Он снова сбегает с театра. По крайней мере, пытается сбежать. Все пошло немного не по плану: когда он отдал Чану букет, Феликс и Хенджин уже шли навстречу. Чанбин запаниковал, и от паники, кажется, начали запотевать очки: он врезался в людей и неловко толкался, бросая извинения во все стороны. А потом его схватили за руку и потянули назад. Ему пришлось обернуться.
Воплощение искусства. Мечта творца. Творческая задумка. Сама мысль о любви стояла прямо перед ним. С черными волосами до середины шеи, впалыми щеками и остатками темных теней на веках.
— Поймал, — Хенджин робко улыбается, и улыбка его похожа на содроганье листвы на ветру перед грозой.
У Чанбина нет слов. Они растворились в кислотном волнении. Он только бегает глазами по лицу Хенджина. Ему полагается что-то сказать. После невозможности увидеться годами он должен что-то сказать.
Он словно потратил все, что у него было, на те самые цветы и записки, а теперь, встретившись с причиной перемены в бедность, он онемел и затих. Иссох как земля под палящим солнцем. Чанбину хочется пить. Хенджин все еще держит его за предплечье.
— Я сохранил все, что ты передавал мне, — Хенджин говорит на выдохе, будто не представится больше возможности это сказать. — Только был немного расстроен, что ты не вручал лично. Но я благодарен. Правда. Спасибо.
Чанбин делает глубокий вдох и едва не закашливается. Хенджин выглядит бесподобно.
— Привет, — выдавливает он, и Хенджин реагирует на это глубоким выдохом, — как дела?
— У меня все хорошо, — Хенджин разжимает пальцы, когда убеждается, что от него не сбегут, — но я голоден.
У него все хорошо. У него все… хорошо. Чанбин показывает на дверь, и они выходят вместе. В машине, перед тем, как он и Хенджин отправляются в бар, Чан пишет, что они с Феликсом отправляются в ресторан, так что все в порядке. Даже немного неловко от того, что Чанбин не подумал об этих двоих из-за собственного волнения.
Они заказывают два Хайдеггера, сырные палочки и стейки из индейки. Когда приносят пиво, тишина между ними кажется неуютной. Неловкость никогда не была концепцией их взаимоотношений. Хенджин опирается подбородком на руку, и Чанбин слишком пристально рассматривает кольцо на чужом мизинце.
— Ты очень хорошо выглядишь, — Хенджин выглядит немного смущенным, пока стирает конденсат со своего бокала. — Зрелость тебе к лицу.
— Когда кто-то вроде тебя говорит такие вещи, это звучит странно, — Чанбин наконец отпивает.
— Извечная проблема, — Хенджин пожимает плечами, — люди строят какие-то ожидания, когда видят меня. Словно ничего нет кроме моего лица и его красоты.
— Красота — устаревшее понятие. Моветон. Сейчас так уже не говорят.
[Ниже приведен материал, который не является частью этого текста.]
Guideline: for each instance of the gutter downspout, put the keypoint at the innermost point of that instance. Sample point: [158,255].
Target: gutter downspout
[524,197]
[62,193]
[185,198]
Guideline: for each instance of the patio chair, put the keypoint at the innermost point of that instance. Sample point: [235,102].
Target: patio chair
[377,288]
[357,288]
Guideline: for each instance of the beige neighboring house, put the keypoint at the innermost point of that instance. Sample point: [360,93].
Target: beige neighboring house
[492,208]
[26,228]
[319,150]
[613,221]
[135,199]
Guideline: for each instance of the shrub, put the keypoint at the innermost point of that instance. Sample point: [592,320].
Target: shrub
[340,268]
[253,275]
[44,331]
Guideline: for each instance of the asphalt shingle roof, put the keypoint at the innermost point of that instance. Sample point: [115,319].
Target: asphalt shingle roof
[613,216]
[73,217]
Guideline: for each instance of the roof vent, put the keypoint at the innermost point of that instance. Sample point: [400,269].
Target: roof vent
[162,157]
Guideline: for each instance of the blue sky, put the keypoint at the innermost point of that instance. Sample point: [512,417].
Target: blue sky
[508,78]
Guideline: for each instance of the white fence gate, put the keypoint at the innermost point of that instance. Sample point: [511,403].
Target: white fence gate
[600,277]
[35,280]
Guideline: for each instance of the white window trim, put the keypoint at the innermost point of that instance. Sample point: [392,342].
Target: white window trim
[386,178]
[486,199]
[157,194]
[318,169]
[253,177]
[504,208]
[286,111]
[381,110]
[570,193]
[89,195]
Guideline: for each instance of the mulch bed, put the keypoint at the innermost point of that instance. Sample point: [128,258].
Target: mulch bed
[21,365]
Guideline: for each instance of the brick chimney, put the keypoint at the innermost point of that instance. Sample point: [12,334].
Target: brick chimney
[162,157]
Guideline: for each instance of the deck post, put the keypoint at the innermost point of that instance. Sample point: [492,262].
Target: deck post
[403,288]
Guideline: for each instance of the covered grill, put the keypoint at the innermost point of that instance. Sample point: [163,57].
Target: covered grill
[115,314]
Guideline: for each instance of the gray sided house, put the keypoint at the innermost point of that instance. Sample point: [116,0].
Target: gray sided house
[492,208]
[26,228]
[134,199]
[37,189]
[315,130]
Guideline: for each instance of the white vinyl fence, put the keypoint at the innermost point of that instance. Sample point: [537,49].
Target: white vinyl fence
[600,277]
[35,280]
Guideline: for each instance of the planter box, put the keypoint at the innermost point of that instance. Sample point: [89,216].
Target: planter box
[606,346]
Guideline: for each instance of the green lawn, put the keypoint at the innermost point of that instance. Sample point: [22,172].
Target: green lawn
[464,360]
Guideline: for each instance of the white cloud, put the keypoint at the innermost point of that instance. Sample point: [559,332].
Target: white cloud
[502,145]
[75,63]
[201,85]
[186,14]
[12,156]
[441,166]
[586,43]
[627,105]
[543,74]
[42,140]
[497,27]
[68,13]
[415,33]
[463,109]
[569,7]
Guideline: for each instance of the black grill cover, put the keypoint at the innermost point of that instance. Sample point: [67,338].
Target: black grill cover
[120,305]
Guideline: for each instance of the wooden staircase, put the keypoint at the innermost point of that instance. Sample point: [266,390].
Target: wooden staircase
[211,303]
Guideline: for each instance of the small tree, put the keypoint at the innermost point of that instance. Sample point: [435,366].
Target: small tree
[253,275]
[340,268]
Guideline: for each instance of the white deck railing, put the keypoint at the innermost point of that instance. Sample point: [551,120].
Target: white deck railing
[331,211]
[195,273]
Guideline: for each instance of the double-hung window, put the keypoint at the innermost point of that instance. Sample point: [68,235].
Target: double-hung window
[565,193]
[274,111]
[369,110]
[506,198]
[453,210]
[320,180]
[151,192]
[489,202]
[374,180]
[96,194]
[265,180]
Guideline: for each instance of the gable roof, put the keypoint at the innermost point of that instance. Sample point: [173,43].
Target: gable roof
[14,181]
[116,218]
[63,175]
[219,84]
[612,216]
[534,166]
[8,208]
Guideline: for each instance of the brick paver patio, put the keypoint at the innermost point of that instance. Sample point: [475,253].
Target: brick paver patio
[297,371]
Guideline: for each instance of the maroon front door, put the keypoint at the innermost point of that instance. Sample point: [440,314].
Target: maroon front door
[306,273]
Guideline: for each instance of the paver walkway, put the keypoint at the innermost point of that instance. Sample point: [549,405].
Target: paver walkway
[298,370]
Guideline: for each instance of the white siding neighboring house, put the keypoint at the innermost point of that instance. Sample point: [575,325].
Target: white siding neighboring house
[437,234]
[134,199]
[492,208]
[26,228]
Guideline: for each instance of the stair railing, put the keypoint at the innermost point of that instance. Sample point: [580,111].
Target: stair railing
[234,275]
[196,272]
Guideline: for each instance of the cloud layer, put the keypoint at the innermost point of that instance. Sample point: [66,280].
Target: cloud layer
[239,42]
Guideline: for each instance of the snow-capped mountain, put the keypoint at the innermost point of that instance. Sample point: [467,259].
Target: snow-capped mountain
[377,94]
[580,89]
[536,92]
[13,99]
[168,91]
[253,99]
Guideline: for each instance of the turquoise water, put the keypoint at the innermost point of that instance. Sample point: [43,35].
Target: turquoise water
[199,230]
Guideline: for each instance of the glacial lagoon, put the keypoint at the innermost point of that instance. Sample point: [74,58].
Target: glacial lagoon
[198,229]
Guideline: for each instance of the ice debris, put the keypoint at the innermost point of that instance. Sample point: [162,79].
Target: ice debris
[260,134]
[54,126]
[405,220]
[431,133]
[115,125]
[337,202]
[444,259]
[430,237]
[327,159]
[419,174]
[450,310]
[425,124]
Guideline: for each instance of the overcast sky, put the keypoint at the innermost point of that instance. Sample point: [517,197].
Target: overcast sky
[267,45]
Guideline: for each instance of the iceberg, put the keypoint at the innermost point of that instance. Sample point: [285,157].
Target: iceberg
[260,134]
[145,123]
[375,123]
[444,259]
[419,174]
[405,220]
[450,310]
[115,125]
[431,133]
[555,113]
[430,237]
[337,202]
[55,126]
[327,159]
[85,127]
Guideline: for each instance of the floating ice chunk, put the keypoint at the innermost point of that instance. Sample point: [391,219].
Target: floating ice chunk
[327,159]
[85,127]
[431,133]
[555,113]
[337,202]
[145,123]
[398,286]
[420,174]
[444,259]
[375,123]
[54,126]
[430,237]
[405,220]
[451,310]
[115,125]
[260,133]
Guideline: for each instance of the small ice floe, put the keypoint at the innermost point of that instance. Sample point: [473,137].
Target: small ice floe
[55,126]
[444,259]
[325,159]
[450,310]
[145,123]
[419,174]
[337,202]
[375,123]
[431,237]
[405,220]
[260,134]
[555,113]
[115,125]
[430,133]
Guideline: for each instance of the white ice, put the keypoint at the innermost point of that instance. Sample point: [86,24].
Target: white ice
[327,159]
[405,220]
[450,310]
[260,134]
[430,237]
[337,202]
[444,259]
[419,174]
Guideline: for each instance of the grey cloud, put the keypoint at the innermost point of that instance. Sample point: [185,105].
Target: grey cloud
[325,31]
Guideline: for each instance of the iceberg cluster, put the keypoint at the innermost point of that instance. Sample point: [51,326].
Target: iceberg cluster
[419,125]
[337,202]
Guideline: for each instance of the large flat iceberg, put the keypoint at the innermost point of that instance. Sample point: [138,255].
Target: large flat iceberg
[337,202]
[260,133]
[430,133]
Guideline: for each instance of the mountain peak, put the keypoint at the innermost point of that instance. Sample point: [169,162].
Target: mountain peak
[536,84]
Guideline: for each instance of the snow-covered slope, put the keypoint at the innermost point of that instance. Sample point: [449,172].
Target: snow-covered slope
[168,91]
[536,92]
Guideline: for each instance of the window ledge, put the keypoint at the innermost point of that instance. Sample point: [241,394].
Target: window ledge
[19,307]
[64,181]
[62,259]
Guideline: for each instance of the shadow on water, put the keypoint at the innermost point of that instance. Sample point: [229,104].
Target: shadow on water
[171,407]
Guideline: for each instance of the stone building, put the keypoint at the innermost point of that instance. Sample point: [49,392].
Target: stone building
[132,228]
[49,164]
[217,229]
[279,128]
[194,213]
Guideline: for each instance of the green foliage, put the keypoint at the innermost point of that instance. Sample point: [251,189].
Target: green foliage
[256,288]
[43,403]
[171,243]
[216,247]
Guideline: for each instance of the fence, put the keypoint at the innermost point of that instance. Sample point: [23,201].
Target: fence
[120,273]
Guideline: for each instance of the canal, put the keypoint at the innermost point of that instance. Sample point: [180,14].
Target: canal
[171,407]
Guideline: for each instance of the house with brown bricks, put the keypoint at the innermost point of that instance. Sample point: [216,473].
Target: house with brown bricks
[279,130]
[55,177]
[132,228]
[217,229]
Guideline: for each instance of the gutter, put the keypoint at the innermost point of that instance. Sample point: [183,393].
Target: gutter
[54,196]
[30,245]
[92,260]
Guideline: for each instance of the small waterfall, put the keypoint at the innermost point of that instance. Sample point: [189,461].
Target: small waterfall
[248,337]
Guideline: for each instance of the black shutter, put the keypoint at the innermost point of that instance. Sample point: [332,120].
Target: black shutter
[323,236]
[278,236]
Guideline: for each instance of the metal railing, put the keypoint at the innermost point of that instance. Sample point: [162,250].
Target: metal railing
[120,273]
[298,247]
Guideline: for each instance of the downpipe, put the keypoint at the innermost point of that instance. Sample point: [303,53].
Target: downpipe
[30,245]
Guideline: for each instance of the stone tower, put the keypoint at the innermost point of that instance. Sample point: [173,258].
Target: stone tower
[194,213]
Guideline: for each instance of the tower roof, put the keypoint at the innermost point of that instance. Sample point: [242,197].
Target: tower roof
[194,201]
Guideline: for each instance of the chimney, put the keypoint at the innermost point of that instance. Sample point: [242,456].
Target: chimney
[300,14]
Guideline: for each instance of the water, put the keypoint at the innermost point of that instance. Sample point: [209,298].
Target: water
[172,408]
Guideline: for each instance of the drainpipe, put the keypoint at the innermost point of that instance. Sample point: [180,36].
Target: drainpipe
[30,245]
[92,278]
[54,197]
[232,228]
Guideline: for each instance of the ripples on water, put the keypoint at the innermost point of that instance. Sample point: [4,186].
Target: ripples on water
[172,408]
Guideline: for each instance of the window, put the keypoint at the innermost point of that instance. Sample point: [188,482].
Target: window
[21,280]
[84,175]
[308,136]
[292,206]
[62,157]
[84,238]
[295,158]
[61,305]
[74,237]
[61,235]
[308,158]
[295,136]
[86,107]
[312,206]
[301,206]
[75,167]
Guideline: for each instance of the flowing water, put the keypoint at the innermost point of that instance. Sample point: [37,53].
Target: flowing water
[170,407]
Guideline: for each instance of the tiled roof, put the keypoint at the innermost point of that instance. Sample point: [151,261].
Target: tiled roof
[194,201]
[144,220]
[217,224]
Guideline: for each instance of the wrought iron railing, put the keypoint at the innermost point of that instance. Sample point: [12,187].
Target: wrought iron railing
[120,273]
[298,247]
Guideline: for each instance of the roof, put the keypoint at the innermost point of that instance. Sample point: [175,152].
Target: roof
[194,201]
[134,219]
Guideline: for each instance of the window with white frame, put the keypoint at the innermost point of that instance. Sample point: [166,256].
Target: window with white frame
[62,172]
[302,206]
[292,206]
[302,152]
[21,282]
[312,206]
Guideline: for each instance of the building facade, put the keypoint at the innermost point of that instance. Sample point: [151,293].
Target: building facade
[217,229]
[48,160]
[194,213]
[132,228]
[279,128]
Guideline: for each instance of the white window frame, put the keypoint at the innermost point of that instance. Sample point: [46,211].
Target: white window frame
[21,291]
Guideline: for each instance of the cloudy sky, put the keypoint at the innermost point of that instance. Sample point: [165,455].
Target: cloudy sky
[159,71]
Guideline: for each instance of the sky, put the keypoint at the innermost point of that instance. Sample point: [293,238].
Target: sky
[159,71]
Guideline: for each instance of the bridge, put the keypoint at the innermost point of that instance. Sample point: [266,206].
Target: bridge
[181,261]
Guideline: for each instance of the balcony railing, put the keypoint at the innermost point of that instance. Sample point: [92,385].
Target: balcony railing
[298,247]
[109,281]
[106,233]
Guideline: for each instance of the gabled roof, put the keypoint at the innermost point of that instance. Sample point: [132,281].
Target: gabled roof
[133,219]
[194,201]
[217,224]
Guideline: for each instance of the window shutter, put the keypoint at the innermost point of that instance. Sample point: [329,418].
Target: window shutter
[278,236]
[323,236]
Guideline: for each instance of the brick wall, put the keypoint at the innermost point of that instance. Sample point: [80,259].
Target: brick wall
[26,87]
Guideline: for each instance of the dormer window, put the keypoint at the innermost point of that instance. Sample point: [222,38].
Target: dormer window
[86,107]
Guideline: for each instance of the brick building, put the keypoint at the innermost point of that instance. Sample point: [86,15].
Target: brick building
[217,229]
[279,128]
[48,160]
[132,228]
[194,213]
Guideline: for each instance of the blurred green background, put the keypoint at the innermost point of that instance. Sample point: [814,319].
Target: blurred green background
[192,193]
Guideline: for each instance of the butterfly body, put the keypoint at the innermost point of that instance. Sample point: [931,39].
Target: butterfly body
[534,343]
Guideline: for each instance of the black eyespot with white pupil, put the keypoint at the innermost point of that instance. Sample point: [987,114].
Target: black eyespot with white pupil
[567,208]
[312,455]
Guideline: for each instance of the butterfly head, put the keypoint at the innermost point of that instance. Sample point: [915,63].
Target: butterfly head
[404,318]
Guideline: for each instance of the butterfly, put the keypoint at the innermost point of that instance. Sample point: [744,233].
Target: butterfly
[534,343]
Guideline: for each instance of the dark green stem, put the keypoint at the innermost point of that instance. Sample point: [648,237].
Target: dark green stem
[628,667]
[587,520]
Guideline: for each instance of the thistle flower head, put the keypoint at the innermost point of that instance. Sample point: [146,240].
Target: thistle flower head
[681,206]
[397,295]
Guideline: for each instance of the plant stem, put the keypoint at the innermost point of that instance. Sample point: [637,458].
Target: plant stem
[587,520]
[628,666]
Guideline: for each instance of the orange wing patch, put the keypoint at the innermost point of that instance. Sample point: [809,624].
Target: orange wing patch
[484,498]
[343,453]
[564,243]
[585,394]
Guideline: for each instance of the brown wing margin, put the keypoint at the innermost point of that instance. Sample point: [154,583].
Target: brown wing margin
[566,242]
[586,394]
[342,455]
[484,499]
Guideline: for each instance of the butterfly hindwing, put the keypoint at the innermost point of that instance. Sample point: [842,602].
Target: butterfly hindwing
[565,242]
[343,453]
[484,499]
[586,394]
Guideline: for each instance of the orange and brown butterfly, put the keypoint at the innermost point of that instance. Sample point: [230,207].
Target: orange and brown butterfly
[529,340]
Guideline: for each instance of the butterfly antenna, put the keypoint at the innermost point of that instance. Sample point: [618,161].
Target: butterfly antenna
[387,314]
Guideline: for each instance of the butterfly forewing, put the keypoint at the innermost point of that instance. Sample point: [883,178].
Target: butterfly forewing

И Хенджин улыбается. Широко и открыто. Его улыбка как теплый сухой песок, и Чанбин мысленно зарывает в него пальцы рук и ног. Его улыбка как джаз, и саксофон такой громкий и пестрый на фоне иных звуков. Его улыбка как сливочное масло, и Чанбин делает тосты, много тостов с большим количеством масла и джема. Возмутительно тепло внутри от какой-то обычной улыбки.
— Обворожительный, привлекательный, восхитительный, прелестный, изящный, яркий, художественный, блестящий, очаровательный, неотразимый, — Чанбин разгибает по одному пальцу на каждое прилагательное, — но не красивый. Не так односложно. Какой угодно, но не просто «красивый».
Хенджин, едва заметно пошевелив бровями, с улыбкой опускает взгляд в стол. Они не развивают тему, но предметов для обсуждений и без того хватает: Хенджин с упоением рассказывает о своей любви к Аканэ Такаде и какой сказочной она выглядит в роли Титании.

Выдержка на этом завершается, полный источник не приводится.